The Warhammer 40,000 franchise is divided into multiple themed factions, and the thing that makes the Dark Angels unique is that they combine the charm of medieval knights with Machiavellian conspiracy and intrigue. Take The Name of the Rose, blend it with Game of Thrones, and then set it in space with power-armoured superhuman warriors riding high-tech motorbikes fashioned for combat, and you’ll get a good idea as to what the Dark Angels are meant to be like. Gav Thorpe delivers this to the reader in spades, combining action and skullduggery with his distinctive laid-back and curiously engaging style. Ravenwing explores how an elite force packed with hidden agendas works as a cohesive and formidable force, and addresses exactly how they deal with the terrible secrets that they are desperate to hide.
It does this by affording us multiple perspectives across the organisation, from the devoted and perceptive elite warriors who protect the Dark Angels' greatest mysteries to the common warrior who thinks he knows it all and actually hasn’t a clue. Though these characters are distinctive, Thorpe’s desire to endow the entire organisation with a unique personality misfires at times; for instance, he gives everyone the same rather stiff speech rhythms, and this can grow tiresome and repetitive.

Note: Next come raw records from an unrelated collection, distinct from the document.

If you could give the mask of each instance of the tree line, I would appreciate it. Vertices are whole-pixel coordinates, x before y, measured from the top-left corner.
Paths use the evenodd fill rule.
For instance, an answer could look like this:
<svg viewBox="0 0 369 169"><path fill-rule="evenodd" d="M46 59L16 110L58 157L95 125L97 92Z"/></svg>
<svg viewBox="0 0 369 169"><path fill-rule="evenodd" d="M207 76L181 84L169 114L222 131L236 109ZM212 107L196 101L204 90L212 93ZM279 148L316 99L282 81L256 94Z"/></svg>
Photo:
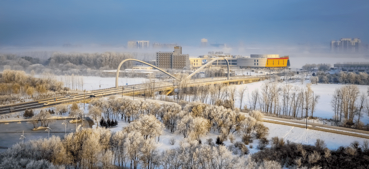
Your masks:
<svg viewBox="0 0 369 169"><path fill-rule="evenodd" d="M2 94L30 96L35 92L43 94L49 91L60 91L65 89L62 82L50 78L35 78L26 75L23 71L4 70L0 76L0 93Z"/></svg>

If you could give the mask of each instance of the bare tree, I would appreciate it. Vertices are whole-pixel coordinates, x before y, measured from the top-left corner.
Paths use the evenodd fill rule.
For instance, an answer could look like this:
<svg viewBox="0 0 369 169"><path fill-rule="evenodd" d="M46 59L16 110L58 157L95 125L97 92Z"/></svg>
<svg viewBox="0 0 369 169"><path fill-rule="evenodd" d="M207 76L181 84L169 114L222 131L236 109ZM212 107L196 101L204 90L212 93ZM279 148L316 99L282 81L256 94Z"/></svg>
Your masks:
<svg viewBox="0 0 369 169"><path fill-rule="evenodd" d="M247 86L243 85L241 87L238 88L238 98L239 99L239 109L241 109L242 106L242 101L244 99L244 95L245 92L247 90Z"/></svg>
<svg viewBox="0 0 369 169"><path fill-rule="evenodd" d="M313 92L313 97L311 97L311 118L313 118L313 114L314 112L314 109L315 108L315 106L316 105L317 103L318 103L318 101L319 100L319 98L320 98L320 96L319 95L315 95L314 97L314 92Z"/></svg>
<svg viewBox="0 0 369 169"><path fill-rule="evenodd" d="M89 108L89 115L95 119L95 122L99 126L97 118L101 116L101 110L97 107L93 105Z"/></svg>

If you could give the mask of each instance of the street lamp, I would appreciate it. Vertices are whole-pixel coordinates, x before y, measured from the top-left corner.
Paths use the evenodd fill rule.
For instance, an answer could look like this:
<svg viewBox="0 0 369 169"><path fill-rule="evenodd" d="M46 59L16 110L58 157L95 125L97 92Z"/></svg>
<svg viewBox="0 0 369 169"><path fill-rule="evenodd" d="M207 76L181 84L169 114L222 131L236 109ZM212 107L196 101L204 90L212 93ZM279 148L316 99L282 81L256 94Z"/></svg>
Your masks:
<svg viewBox="0 0 369 169"><path fill-rule="evenodd" d="M67 134L67 125L68 125L68 122L66 121L67 119L65 118L65 120L63 121L62 125L65 125L65 135Z"/></svg>
<svg viewBox="0 0 369 169"><path fill-rule="evenodd" d="M99 90L100 90L101 89L101 83L100 83L101 82L101 80L100 80L100 81L99 81Z"/></svg>
<svg viewBox="0 0 369 169"><path fill-rule="evenodd" d="M135 100L135 87L133 86L133 100Z"/></svg>
<svg viewBox="0 0 369 169"><path fill-rule="evenodd" d="M24 137L24 130L23 131L23 134L21 135L21 138L19 138L19 140L22 140L22 143L24 143L24 140L25 140L25 137Z"/></svg>
<svg viewBox="0 0 369 169"><path fill-rule="evenodd" d="M74 116L73 116L73 118L76 118L76 132L77 132L77 118L78 118L78 117L79 117L78 115L76 114L75 114L74 115Z"/></svg>
<svg viewBox="0 0 369 169"><path fill-rule="evenodd" d="M49 136L48 137L48 140L50 139L50 130L51 130L51 129L50 129L50 127L47 127L46 130L45 130L45 131L47 131L49 132Z"/></svg>
<svg viewBox="0 0 369 169"><path fill-rule="evenodd" d="M310 108L308 108L307 106L304 109L306 110L306 129L307 129L307 110L308 109L310 109Z"/></svg>

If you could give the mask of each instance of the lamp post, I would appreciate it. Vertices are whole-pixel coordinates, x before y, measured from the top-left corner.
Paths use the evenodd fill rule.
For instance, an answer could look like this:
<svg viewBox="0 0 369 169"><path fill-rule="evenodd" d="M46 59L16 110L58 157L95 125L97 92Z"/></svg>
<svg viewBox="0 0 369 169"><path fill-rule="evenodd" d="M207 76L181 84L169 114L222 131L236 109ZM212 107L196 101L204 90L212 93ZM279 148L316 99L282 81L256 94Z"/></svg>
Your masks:
<svg viewBox="0 0 369 169"><path fill-rule="evenodd" d="M101 89L101 80L100 80L100 81L99 82L99 90L100 90L100 89Z"/></svg>
<svg viewBox="0 0 369 169"><path fill-rule="evenodd" d="M67 118L65 118L65 120L63 121L63 123L62 123L62 125L65 125L65 135L67 134L67 125L68 125L68 122L66 120Z"/></svg>
<svg viewBox="0 0 369 169"><path fill-rule="evenodd" d="M76 132L77 132L77 118L78 117L78 115L75 114L74 116L73 116L73 118L76 118Z"/></svg>
<svg viewBox="0 0 369 169"><path fill-rule="evenodd" d="M46 130L45 130L45 131L47 131L49 132L49 136L48 137L48 140L50 139L50 130L51 130L51 129L50 129L50 127L48 127L46 129Z"/></svg>
<svg viewBox="0 0 369 169"><path fill-rule="evenodd" d="M155 94L155 80L153 80L152 81L154 82L154 87L152 88L152 97L154 97L155 96L154 95ZM155 99L155 97L154 97L154 99Z"/></svg>
<svg viewBox="0 0 369 169"><path fill-rule="evenodd" d="M25 137L24 137L24 130L23 131L23 134L21 135L21 138L19 138L19 140L22 140L22 143L24 143L24 140L25 140Z"/></svg>
<svg viewBox="0 0 369 169"><path fill-rule="evenodd" d="M133 86L133 100L135 100L135 87Z"/></svg>
<svg viewBox="0 0 369 169"><path fill-rule="evenodd" d="M307 106L304 109L305 109L306 110L306 129L307 129L307 110L308 109L310 109L310 108L307 108Z"/></svg>

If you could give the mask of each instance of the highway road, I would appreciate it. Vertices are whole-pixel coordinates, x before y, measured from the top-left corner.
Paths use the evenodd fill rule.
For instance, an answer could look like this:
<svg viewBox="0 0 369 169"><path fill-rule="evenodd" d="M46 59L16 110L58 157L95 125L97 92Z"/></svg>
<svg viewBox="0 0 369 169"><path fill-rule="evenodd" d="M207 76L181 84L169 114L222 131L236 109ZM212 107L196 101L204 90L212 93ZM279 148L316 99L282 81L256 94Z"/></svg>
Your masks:
<svg viewBox="0 0 369 169"><path fill-rule="evenodd" d="M282 76L283 73L277 74ZM232 83L241 80L258 80L261 79L269 78L269 75L259 76L232 76L228 79L226 77L214 77L192 79L188 79L187 87L207 85L211 84L225 83ZM178 82L173 80L160 81L155 82L154 91L169 90L177 87ZM70 104L75 102L88 103L91 100L90 96L94 96L95 98L99 98L114 94L122 94L125 96L133 96L134 93L137 94L143 93L145 90L151 90L148 89L149 84L131 85L120 86L118 88L112 87L104 89L93 90L86 92L84 94L71 94L71 97L66 97L65 96L59 96L35 100L33 101L9 104L0 106L0 114L4 114L14 112L24 111L28 109L36 109L47 108L54 106L59 104ZM75 97L72 98L73 97ZM47 103L48 105L44 105Z"/></svg>

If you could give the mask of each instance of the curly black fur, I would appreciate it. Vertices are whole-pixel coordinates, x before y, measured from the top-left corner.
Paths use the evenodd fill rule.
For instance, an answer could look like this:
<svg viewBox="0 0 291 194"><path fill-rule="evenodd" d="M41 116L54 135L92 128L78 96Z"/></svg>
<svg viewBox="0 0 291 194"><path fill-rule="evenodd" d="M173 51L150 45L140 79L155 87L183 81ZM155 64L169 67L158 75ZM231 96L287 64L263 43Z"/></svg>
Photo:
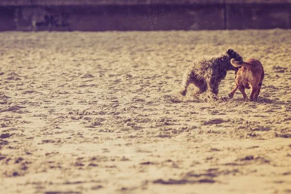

The Dark Angels are getting a lot of love from the Black Library at the moment, which shouldn’t come as a surprise to fans of the tabletop game, as the new boxed set comes with a small army of Dark Angel models. Cynicism aside, it’s nice to see the First Legion at the front, where they belong. Fans of the monk-like Space Marines will lap this up, and though it’s laced with Easter eggs for die-hard fans of the setting, newcomers won’t find anything that will put them off.